Manel siempre fue un grupo fascinante que con los años se fue volviendo un poco obtuso, quiá por el muy noble empeño de no repetir fórmulas ni discursos. Esa manera quién sabe si inconsciente de complicarse la vida, con todo lo bueno y lo malo que conlleva un proceso así, ha terminado propiciando el cambio de paso más lógico y casi inevitable en estas circunstancias: una pausa indefinida para la banda y la irrupción de su jefe de filas –que a fin de cuentas era cantante y autor del grueso de música y letras– como artista en solitario.

 

No sabemos si Manel regresará para publicar nuevo material bajo tal epígrafe, y hasta preferimos pensar que dentro de un tiempo prudencial les y nos acabará apeteciendo a todos, pero el estreno en primera persona de Guillem Gisbert es un regalo, un portento y una eclosión definitiva: la del fabuloso contador de historias que siempre fue, solo que ahora más radical, independiente y sin cortapisas. Más abonado a la incontinencia argumental, creativa y sonora.

 

Balla la masurca! es un disco extenso, denso, complejo y nada complaciente, una obra que contraviene todas las normas del consumo musical al uso (temas extensos, poco pegadizos, rácanos en estribillos y en ocasiones ajenos incluso a la rima) y que conviene ir desentrañando con paciencia, minuciosidad y un cierto primor por parte también del oyente, embarcado así en una aventura con la que no comulgarán los perezosos. Hay que irse enamorando paulatinamente de estos relatos insólitos para el pop peninsular o de cualquier otra geografía. ¿A quién podría ocurrírsele acaso un homenaje al guionista cinematográfico Rafael Azcona, Un home realitzat, a partir de la escucha insomne de un podcast en torno a una entrevista de 20 años atrás?

 

Prepárense para una obra de arreglos dispares y alambicados, en los que la electrónica desempeña un papel de sofisticación nada hierática. Asuman el apego de Gisbert hacia las piezas de metrónomo remolón y desarrollos concienzudos y en laberinto. Y que nadie se asuste si muchas piezas acaban acercándose más a los cinco o seis minutos que a esas extensiones que imponen los usos presentes y sugieren la prudencia.
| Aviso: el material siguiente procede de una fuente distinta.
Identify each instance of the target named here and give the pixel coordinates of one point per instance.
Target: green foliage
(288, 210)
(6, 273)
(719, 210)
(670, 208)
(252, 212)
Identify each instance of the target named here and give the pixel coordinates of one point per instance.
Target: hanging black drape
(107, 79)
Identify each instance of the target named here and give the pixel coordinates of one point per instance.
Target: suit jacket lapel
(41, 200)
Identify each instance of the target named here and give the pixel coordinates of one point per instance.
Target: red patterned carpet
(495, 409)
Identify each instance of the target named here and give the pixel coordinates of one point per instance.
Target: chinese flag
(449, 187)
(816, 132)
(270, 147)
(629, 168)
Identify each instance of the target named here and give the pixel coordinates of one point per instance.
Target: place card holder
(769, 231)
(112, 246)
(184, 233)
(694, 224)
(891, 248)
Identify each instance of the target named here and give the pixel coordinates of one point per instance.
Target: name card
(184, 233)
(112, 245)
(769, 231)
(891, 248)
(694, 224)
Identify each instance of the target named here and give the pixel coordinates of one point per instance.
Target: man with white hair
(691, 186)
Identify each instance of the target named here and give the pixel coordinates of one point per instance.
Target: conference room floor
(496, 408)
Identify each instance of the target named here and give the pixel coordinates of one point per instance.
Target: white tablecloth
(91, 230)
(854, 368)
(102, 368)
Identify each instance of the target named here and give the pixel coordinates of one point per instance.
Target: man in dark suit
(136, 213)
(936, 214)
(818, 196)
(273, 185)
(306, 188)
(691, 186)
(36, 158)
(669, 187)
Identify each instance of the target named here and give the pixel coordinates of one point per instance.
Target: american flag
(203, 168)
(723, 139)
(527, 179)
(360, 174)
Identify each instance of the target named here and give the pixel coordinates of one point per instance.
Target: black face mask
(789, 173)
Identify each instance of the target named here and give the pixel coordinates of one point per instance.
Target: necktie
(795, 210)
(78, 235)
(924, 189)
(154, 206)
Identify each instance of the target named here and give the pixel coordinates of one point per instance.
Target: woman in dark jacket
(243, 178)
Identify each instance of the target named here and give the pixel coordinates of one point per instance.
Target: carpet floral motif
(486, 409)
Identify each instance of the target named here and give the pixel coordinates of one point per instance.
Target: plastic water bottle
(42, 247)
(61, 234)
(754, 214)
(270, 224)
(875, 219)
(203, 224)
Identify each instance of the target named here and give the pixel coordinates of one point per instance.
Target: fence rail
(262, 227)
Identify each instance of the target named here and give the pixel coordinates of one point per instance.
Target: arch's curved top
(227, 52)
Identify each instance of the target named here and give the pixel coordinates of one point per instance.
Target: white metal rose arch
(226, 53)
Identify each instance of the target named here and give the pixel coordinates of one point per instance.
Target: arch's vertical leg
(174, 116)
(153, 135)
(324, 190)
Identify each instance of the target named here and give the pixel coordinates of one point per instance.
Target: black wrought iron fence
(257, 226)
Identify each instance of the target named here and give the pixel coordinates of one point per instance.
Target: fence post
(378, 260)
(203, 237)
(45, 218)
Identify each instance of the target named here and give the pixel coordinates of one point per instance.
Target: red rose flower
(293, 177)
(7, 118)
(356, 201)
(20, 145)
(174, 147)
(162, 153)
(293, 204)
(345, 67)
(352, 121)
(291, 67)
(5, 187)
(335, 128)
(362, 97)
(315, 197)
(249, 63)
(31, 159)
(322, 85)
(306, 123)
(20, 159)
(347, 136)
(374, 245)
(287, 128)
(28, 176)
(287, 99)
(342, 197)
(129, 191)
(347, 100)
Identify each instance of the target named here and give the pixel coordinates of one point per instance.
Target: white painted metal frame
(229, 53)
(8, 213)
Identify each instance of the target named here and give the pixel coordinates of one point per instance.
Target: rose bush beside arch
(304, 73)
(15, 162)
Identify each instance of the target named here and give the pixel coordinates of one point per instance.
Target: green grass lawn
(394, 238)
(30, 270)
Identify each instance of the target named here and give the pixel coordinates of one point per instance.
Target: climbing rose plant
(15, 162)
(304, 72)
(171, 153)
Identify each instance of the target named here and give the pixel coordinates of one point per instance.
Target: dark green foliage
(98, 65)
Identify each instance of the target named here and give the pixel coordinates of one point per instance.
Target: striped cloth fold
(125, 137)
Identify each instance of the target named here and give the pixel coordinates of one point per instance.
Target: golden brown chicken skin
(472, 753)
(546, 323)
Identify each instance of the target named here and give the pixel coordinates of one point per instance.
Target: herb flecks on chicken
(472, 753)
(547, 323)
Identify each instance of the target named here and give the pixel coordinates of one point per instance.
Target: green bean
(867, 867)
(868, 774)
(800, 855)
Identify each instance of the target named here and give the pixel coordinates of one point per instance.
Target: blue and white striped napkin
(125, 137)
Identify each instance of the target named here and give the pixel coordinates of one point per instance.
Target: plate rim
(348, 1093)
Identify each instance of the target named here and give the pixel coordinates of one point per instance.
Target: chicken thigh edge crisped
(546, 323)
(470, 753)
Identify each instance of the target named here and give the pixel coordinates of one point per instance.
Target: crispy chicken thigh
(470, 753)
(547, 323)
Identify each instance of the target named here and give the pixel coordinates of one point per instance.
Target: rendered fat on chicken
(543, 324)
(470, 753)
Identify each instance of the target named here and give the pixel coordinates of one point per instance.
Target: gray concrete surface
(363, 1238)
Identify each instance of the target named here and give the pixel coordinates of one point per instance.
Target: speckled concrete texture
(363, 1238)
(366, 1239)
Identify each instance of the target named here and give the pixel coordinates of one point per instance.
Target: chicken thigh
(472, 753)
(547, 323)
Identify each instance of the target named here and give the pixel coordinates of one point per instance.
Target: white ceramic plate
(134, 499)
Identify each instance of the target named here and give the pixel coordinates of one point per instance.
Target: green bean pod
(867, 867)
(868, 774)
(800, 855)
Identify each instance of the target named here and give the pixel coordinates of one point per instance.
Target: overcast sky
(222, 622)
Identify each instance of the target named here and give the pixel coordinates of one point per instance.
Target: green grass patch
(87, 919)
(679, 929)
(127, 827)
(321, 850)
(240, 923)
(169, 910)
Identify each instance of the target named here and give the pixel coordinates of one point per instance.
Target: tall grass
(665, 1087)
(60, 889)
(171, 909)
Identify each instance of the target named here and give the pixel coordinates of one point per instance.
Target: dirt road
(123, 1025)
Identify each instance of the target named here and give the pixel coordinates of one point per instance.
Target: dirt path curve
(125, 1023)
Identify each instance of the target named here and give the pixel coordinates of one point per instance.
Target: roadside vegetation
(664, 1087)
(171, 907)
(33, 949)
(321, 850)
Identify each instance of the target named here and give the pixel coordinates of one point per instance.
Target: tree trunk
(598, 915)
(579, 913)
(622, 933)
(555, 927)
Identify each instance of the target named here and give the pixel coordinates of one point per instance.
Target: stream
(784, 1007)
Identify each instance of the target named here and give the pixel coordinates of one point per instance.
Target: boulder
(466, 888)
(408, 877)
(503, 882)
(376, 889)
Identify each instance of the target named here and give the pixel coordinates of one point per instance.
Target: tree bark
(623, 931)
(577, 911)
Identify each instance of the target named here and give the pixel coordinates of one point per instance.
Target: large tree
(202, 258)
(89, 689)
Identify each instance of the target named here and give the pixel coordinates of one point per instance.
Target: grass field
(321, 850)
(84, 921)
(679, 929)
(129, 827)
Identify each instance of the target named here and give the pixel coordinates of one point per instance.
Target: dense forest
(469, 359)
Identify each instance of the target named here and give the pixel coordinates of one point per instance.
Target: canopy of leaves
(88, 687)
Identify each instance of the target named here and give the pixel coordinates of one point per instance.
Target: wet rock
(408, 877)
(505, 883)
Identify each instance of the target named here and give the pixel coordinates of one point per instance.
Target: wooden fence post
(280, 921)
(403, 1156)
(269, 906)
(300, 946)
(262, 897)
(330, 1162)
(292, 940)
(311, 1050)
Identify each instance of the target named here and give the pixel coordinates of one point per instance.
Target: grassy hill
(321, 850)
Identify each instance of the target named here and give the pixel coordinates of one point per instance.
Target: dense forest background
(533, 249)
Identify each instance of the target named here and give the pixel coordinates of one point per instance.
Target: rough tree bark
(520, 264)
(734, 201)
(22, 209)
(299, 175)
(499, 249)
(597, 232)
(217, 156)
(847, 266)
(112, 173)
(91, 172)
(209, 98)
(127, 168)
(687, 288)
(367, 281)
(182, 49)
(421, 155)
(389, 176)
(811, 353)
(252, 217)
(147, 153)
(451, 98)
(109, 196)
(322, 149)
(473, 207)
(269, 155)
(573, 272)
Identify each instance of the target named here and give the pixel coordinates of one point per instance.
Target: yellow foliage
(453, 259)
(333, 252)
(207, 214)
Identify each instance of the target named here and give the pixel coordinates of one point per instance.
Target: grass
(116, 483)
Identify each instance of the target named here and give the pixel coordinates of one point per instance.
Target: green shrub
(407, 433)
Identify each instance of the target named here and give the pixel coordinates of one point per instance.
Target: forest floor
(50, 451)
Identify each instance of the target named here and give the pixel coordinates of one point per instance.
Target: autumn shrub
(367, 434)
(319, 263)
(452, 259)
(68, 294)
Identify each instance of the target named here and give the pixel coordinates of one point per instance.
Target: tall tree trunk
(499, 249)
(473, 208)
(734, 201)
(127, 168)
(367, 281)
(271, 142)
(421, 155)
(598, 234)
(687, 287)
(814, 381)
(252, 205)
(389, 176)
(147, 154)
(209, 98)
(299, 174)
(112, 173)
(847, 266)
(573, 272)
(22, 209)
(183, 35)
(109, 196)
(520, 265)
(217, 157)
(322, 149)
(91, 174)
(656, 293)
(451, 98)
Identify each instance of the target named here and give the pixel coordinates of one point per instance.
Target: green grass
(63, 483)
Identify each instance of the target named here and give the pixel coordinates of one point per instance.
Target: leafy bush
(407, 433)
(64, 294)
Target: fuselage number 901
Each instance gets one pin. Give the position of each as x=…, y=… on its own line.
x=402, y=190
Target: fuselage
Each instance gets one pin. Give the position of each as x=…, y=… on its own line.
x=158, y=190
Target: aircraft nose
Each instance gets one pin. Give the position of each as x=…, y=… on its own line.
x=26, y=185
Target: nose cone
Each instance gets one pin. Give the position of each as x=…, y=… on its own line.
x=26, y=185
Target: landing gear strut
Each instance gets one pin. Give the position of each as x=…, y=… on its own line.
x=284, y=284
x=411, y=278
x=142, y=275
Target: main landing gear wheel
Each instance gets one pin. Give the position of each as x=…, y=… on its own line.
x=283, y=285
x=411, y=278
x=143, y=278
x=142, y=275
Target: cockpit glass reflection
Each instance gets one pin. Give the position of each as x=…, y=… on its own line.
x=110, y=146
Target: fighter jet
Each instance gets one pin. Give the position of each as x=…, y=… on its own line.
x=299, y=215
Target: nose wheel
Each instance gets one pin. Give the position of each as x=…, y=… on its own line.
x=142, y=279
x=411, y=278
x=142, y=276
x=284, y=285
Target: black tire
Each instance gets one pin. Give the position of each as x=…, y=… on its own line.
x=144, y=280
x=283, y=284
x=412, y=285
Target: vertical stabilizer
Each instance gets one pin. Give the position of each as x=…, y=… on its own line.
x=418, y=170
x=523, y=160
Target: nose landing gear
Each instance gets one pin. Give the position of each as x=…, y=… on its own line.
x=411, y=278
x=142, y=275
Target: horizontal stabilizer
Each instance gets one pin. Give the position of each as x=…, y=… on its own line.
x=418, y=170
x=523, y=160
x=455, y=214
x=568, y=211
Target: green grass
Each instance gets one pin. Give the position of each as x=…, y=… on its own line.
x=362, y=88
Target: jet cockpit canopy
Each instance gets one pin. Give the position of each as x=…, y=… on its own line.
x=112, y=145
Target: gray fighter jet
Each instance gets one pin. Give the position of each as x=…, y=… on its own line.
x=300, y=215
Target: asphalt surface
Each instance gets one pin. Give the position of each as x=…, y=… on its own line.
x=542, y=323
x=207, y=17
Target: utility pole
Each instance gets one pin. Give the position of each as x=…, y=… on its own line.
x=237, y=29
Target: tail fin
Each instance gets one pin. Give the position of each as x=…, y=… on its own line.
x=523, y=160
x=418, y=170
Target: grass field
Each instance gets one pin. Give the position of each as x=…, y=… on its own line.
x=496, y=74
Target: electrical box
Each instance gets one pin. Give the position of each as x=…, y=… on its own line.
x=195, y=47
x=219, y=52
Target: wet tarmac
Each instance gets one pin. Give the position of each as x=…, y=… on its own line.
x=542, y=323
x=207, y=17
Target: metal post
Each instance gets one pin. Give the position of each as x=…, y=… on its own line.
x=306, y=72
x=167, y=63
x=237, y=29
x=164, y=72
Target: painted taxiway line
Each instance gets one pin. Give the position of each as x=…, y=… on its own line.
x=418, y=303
Porque Guillem confía en la magia de esa comunicación con sus interlocutores, desdeña el paradigma de álbum como un monólogo triunfal y altisonante y apela a nuestro propio esfuerzo como receptores.

 

Aviso clave, llegados a este punto: embarcarse en la aventura merece, sin duda, la pena. Y mucho.

 

Adiós al tarareo, al Gisbert más juguetón y cantarín. Ni siquiera la más liviana Waltzing Matilda (nada que ver con Tom Waits, más allá del placer de compartir título) invita a la interiorización rápida. Será la crisis de los 40 o, qué demonios, la madurez, pero puede que nuestro barcelonés nunca hubiese llegado tan lejos en su escritura como en la kilométrica Miracle a les Planes, autorretrato nostálgico y descreído tan revelador sobre su personalidad –poliédrica, desmitificadora– como sobre la capacidad de adquirir grandes enseñanzas del maestro Battiato. Hay desarrollos melódicos en espiral inesperada (Les dues torres), complejas y bellas digresiones cinéfilas (en el tema central) y hasta un pastiche indisimulado, palmario y manifiesto de Dylan en Les aventures del general Lluna, un homenaje tan explícito que hasta se permite un epílogo con la armónica prendida al cuello.